The critical fortnight during which these events took place was the first fortnight of March. By the close of it, Gordon's position had undergone a rapid and terrible change. Not only did he find himself deprived, by the decision of the Government, both of the hope of Zobeir's assistance and of the prospect of smashing up the Mahdi with the aid of British troops; the military movements in the Eastern Sudan produced, at the very same moment, a yet more fatal consequence. The adherents of the Mahdi had been maddened, they had not been crushed, by Sir Gerald Graham's victories. When, immediately afterwards, the English withdrew to Suakin, from which they never again emerged, the inference seemed obvious; they had been defeated, and their power was at an end. The warlike tribes to the north and the northeast of Khartoum had long been wavering. They now hesitated no longer, and joined the Mahdi. From that moment-- it was less than a month from Gordon's arrival at Khartoum-- the situation of the town was desperate. The line of communications was cut. Though it still might be possible for occasional native messengers, or for a few individuals on an armed steamer, to win their way down the river into Egypt, the removal of a large number of persons--the loyal inhabitants or the Egyptian garrison-- was henceforward an impossibility.

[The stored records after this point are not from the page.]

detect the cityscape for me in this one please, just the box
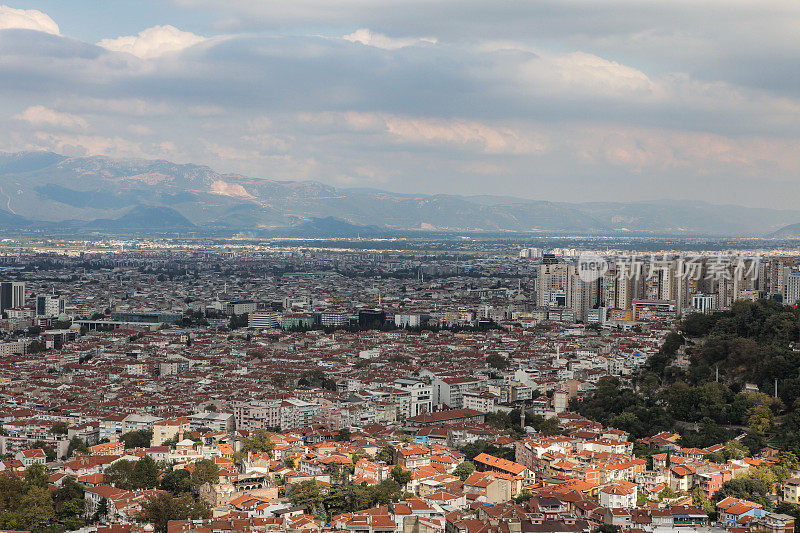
[1,2,800,533]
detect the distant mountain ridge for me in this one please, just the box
[771,223,800,239]
[0,151,797,236]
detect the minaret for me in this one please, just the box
[520,405,526,429]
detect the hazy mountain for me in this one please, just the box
[82,206,195,232]
[770,222,800,239]
[0,151,797,236]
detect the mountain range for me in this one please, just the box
[0,151,798,237]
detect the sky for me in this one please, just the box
[1,1,799,208]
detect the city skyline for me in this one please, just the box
[1,2,798,209]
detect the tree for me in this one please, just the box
[17,486,55,531]
[337,428,351,442]
[54,476,86,530]
[24,463,48,489]
[390,465,412,486]
[718,467,776,510]
[690,486,715,516]
[271,373,289,388]
[131,455,159,489]
[375,445,395,464]
[486,353,509,370]
[286,480,323,511]
[513,489,534,504]
[27,340,47,353]
[93,497,109,522]
[51,422,69,435]
[191,459,219,487]
[160,469,192,494]
[298,369,337,391]
[240,429,275,456]
[453,461,475,481]
[120,429,153,449]
[723,439,749,460]
[31,441,57,462]
[138,493,210,533]
[104,459,136,489]
[748,404,775,434]
[67,437,89,457]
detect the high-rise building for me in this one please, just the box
[568,264,600,322]
[36,294,65,318]
[645,261,675,302]
[783,267,800,306]
[536,262,568,307]
[519,247,543,259]
[692,294,714,314]
[770,258,795,295]
[0,282,25,315]
[602,263,635,310]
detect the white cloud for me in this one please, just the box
[0,5,59,34]
[13,105,87,130]
[33,132,145,158]
[58,97,174,117]
[301,111,547,155]
[343,28,436,50]
[571,126,800,176]
[97,25,206,59]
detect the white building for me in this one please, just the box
[691,293,714,314]
[599,482,637,509]
[432,376,482,408]
[233,400,281,431]
[784,268,800,306]
[279,399,317,431]
[393,377,432,418]
[36,294,66,318]
[462,391,497,413]
[189,412,235,433]
[248,312,281,329]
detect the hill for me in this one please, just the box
[770,222,800,238]
[0,151,798,235]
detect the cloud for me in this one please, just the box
[571,126,800,176]
[343,29,436,50]
[481,43,655,97]
[14,105,87,130]
[300,111,547,154]
[56,97,174,117]
[0,5,59,34]
[97,25,206,59]
[1,12,799,207]
[33,132,144,158]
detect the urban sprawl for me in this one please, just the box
[0,242,799,533]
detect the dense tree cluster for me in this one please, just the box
[572,376,673,438]
[458,439,516,462]
[286,478,405,520]
[575,300,800,455]
[0,465,84,532]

The whole scheme of the Gordon mission had irremediably collapsed; worse still, Gordon himself, so far from having effected the evacuation of the Sudan, was surrounded by the enemy. 'The question now is,' Sir Evelyn Baring told Lord Granville, on March 24th, 'how to get General Gordon and Colonel Stewart away from Khartoum.'

The actual condition of the town, however, was not, from a military point of view, so serious as Colonel Coetlogon, in the first moments of panic after the Hicks disaster, had supposed.